At the Jefferies 2017 Technology Conference in Miami, AT&T’s president of technology and operations Bill Hogg remarked that “[DirecTV Now] ramped up a lot faster than we ever thought it would, which is a great thing but also caught us a bit flat-footed on a couple things”.
While the service seems to have ironed out most of the kinks by now, there are still user complaints of various issues that have yet to be remedied. “What we’re seeing is the error rates are declining pretty fast and that the platform is stabilizing,” said Hogg.
In the months following the initial launch of DirecTV Now the service saw an influx of upwards of 200,000 new users.

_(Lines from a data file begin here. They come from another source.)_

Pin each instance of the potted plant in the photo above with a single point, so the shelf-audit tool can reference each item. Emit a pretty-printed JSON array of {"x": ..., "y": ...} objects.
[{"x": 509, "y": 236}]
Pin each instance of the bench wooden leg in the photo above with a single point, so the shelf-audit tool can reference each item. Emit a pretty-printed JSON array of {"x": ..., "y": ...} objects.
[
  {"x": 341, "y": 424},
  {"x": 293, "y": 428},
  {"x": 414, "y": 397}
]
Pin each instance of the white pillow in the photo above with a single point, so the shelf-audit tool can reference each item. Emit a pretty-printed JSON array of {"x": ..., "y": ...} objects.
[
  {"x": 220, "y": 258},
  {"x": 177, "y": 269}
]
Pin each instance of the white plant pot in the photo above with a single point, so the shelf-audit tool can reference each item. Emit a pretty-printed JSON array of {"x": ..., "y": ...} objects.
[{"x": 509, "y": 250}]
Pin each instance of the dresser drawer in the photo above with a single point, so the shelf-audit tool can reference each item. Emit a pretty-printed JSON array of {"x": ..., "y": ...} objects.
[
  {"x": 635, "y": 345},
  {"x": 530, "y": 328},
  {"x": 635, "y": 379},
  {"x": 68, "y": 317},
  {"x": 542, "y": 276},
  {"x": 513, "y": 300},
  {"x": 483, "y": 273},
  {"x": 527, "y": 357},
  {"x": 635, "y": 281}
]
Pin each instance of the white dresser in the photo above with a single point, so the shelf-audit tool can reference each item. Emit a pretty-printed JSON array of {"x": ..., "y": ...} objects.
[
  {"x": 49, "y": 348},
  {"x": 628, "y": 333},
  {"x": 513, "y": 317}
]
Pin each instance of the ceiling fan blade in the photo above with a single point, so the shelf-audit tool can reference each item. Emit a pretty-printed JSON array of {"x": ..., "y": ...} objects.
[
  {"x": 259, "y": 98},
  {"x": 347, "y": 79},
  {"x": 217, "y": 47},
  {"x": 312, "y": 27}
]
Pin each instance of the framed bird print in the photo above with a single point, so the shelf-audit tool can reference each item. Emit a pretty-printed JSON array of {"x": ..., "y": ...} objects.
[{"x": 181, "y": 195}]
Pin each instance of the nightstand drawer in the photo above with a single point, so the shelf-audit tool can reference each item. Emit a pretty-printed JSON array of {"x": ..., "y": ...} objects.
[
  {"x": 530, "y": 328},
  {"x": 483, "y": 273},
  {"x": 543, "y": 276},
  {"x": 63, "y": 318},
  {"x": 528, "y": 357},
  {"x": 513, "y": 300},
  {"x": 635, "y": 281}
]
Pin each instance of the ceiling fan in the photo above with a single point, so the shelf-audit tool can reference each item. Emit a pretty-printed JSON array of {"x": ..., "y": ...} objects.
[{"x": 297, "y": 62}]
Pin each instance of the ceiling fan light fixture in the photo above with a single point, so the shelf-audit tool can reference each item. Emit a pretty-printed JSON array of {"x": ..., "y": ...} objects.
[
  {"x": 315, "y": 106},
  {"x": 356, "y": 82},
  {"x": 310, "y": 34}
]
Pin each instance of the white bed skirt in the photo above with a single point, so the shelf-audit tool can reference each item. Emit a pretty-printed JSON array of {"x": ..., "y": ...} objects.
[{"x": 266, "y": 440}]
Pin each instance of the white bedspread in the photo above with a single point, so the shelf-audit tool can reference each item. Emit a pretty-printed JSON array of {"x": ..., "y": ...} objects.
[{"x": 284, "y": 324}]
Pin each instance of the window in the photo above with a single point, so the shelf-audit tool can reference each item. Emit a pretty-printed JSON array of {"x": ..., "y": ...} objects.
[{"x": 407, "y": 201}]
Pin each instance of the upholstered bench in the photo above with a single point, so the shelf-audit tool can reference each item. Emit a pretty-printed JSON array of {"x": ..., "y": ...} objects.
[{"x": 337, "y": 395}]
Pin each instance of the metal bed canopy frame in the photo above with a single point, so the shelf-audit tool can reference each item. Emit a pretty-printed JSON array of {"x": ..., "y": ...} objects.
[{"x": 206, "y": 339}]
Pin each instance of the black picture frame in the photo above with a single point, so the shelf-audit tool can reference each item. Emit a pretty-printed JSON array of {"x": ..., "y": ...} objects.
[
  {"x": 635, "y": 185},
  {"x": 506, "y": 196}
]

While AT&T has not yet released specific numbers detailing the first quarter of 2017, the Leichtmann Research Group estimates that DirecTV Now and Sling TV collectively added about 350,000 new users during this first quarter.
AT&T remains tight lipped about the specific numbers, but their senior EVP and chief financial officer, John Stephens remarked at the MoffettNathanson Media and Communications Summit that the new OTT TV service “…has met our expectations”.
Stephens went on to talk about how AT&T does not view DirecTV Now as a replacement for DirecTV “….but as a way to expand the pie and hit an underserved market,” according to Mulitchannel News.
Competition continues to heat up in the content provider space as AT&T recovers from their recent loss of Straight Path Communications to Verizon. AT&T is confident that the loss of that deal will not disrupt their projected growth, but the continued success of DirecTV Now is integral to the success of that plan. While projections seem high, the truth is anyone’s guess until AT&T releases the actual numbers.